Souleymane Sylla, a thirty five year old Parisian salesman and father of four, faced a stream of racist abuse as he attempted to board a Metro at the Richelieu-Drouot station.

The court was shown footage of the four men chanting racist songs. Today, four men were ordered to pay Sylla 10,000 euros (£8,500) in compensation for the abuse he suffered.

Justice finally served

After the hearing, Sylla sad: "I am glad to see justice done. I was not afraid of the men in court, I have been waiting two years for justice and today I finally received it." The Chelsea fans can be heard chanting "we are racist, we are racist and that's the way we like it" in footage that emerged online following the incident. The Palais de Justice saw footage of the events that transpired in February 2015 before convicting Fairbairn, Barklie, Simpson and Parsons.

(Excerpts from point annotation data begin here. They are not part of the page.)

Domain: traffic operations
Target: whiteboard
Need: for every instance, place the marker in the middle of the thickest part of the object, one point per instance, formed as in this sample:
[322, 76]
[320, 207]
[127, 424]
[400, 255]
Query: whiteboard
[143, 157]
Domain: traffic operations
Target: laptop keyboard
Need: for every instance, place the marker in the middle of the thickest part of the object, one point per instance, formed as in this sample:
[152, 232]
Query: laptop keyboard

When the footage emerged, Chelsea F.C.

were quick to condemn the video. A spokesman stated: "At Chelsea F.C. we vehemently condemn all racist behaviour. Such behaviour is abhorrent and has no place in Football or society at large". Antonio Conte, the Chelsea manager that has played a huge part in Chelsea's success this season, also condemned the incident in a press conference before his team faces Tottenham Hostspur.

The French court said: " The trail is a landmark case in anti-Racism prosecutions and a clear cut example of racism. It is rare to have such a clear cut, unabashed, violently racist incident".

Chelsea arrests

According to a Guardian study, Chelsea, who sit top of the Premier League, had the most arrests pertaining to racist incidents last season, with twenty eight arrests.

Stoke came second in the list with twenty six while Sunderland sat third with a total of twenty five arrests pertaining to racist behaviour from fans. Although arrests relating to racist behaviour have significantly decreased over the past twenty years, the incident in Paris inspired a concerted effort to expel racism from football.